No problem. But if I declare:

int index[3];

how do I set the values afterward in the same fashion as above? Of course I can set each array element to its value manually but it gets tedious when arrays are large.
 
Well if the array elements follow some pattern you could do:

int index[10000];

int counter = 0;
int value = 2;

for (counter = 0; counter < 10000; counter++)
{
index[counter] = value;
value += 2;
}

That would initialize an array that counted by 2's from 2 to 20000. If the values follow no pattern I don't know what you would do. Unless they were truly random, then you could just replace index[counter] = value; with index[counter] = rand();

hope that gives you some idea
 
Thanks SpecialK! Unfortunately that won't work. My values aren't exactly random but they're specific constants that don't really follow a pattern.
 
Don't work with raw arrays. The technique I like to use:

#include <vector>
using namespace std;


class MyNumbers
{
public:
MyNumbers(int capacity = -1)
{
if(capacity > 0)
vec.resize(capacity);

pos = 0;
}

MyNumbers& operator << (int num)
{
vec[pos++] = num;
return (*this);
}


void Dump()
{
cout << "Dump:\n";

for(int r=0; r < vec.size(); ++r)
cout << vec[r] << "\n";

cout << "..end..\n";
}

vector<int> vec;
int pos;
};


void main(void)
{
MyNumbers num(5);

num << 100 << 20 << 30 << 50 << 10;
num.Dump();
}


Of course, you should use a template if you want to store something other than an int 🙂
 
Thanks singh, but that's a little overkill for my needs! 🙂

I just want to store a few values, and it just doesn't seem clean to write for example:

array[0] = 43;
array[1] = 89;
array[2] = 34;
etc...

Is there no other way to store the values in the {} fashion?
 
how about varargs?


void aa(int a[], int size, ...)
{
va_list vl;
int lc = 0;

va_start(vl, size);
for(; lc < size; lc++)
a[lc] = va_arg(vl, int);
va_end(vl);
}

int main(void)
{
int a[3];
aa(a, 3, 86, 45, 44);
return 0;
}


where aa(...) is the function that performs assignment to an array based on the element count passed in as a second argument.
 
You could put the constants in a file, then read them out sequentially in a loop that iterates the number of times that the array has elements.

file:
---
45
53
93
...

code:
ifstream fileIn("file");
int array[ARRAY_SIZE];

for (int i = 0; (i < ARRAY_SIZE) && (!fileIn.fail()); i++)
{
fileIn >> array;
}

fileIn.close();

I like the varargs idea though.
 
There is nothing you can do, but I hope that your constants are declared as #define's (in C) or as static const int's (C++). Never use hard-coded constants it makes the code harder to understand and maintain.
 
Thanks for the suggestions guys! unfortunately I didn't find the solution I hoped for. I wonder how come it's possible to enter the values in an array so easily at declaration but that there's no such simple way afterwards.
 
Originally posted by: ElDonAntonio
Thanks for the suggestions guys! unfortunately I didn't find the solution I hoped for. I wonder how come it's possible to enter the values in an array so easily at declaration but that there's no such simple way afterwards.
The array initializer is checked at compile time to test that the buffer has adequate size.

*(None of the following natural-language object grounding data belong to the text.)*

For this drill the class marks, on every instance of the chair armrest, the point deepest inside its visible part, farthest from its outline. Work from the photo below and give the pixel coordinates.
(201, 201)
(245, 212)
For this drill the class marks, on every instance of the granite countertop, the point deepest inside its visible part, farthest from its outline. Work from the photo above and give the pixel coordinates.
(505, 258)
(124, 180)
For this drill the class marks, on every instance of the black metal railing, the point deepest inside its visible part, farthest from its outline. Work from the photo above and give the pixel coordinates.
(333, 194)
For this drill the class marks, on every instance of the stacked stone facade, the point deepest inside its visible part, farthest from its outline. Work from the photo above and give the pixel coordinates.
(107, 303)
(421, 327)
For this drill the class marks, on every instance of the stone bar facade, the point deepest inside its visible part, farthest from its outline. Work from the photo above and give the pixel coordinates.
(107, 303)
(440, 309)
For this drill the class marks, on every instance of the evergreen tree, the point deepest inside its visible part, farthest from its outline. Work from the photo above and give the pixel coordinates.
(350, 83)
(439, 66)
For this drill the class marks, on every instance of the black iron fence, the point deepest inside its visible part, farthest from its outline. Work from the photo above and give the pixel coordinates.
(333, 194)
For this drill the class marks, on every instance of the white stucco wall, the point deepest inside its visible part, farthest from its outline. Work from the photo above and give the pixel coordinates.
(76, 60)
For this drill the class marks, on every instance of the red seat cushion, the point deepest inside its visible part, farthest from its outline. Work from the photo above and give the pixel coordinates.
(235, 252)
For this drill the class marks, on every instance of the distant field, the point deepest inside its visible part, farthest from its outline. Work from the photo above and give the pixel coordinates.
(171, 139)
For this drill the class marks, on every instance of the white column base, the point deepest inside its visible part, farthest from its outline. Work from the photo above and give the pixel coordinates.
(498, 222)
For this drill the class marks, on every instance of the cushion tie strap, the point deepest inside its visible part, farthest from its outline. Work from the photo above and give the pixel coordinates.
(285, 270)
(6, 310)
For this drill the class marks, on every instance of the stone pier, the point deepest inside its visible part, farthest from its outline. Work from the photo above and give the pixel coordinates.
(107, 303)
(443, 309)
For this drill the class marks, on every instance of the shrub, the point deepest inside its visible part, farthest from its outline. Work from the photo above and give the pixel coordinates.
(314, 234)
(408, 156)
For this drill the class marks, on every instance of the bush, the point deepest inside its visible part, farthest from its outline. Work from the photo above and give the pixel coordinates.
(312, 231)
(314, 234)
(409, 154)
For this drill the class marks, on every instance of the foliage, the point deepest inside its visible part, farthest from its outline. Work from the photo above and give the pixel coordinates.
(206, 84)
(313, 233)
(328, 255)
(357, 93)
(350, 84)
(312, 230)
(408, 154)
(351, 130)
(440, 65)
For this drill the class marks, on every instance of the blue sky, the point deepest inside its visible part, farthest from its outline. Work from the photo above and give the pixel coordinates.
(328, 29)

You can't use the same array initialization syntax at runtime because raw buffers in C/C++ aren't bounds checked. It's one of those safety/convenience/efficiency trade-offs.
 
thanks manly!

I guess an other easy is not very clean way would be to declare another array of same size and initialize it, then do a memcpy into the original array. (I don't know if I make much sense, I just had a few drinks). Not very memory efficient but for relativily small arrays it should be alright.